I am not 100% where that response message is coming "from", but I am *GUESSING* that maybe the browser is 
invisibly making a request to the "https://pxy.west...:8443" host (REMEMBER that "pxy...:8443" is the "backend-url"), 
and that request is not appearing in the saml-tracer output.  

That "pxy:8443" is a reverse proxy and is configured to do SSL, BUT it is only doing 1-way SSL, so it does not make sense that
that reverse proxy would be complaining about a cert.

So maybe the message is coming from the saml-auth-proxy itself, i.e., maybe when the saml-auth-proxy attempts to connect 
to the "pxy...:8443" the reverse proxy is sending a server cert that the saml-auth-proxy is not aware of?

from saml-auth-proxy.

No, you didn't confuse me, but I'm afraid I have provided more than enough effort and information for what is one of several open source projects I maintain in my personal time.

This proxy conforms to typical SAML scenarios, so you are responsible for resolving remaining issues that are specific to your network situation.

Keep in mind, this is free software and you're welcome not to use it if it doesn't work in your situation.

from saml-auth-proxy.

Hi,

Yes, got it!

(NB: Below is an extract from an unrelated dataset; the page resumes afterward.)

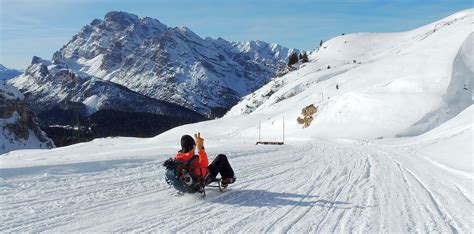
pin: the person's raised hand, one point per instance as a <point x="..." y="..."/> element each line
<point x="199" y="141"/>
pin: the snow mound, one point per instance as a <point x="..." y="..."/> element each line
<point x="376" y="85"/>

I do appreciate the help that you have provided.

Jim

from saml-auth-proxy.

Hi,
Sorry, I know that you said that you couldn't provide much more support, but I've been doing some testing, and something strange is going on.

So remember the bridge error was puzzling me earlier, because I wasn't able to discern what was sending that?

So, as a test, I changed the backend-url to a URL that I found that looks like it is simply serving an HTML page (request-response), no authentication and no SSL. This is the URL:

http://www.brainjar.com/java/host/test.html

and it just returns a simple HTML page.

Then, I tested doing a request to the saml-auth-proxy and I get this response:

Get "http://www.brainjar.com/": dial tcp 64.41.87.38:80: i/o timeout

So I did some googling and found info like this stackoverflow thread:

https://stackoverflow.com/questions/65545585/dial-tcp-i-o-timeout-with-http-get-request

and if I am reading what is in that thread, it seems like some kind of interaction with GO and docker that is preventing the connection, e.g.:

Local environment, firewall not allowing golang to dial tcp..
It still allowed the url to be resolved to an ip though (DNS)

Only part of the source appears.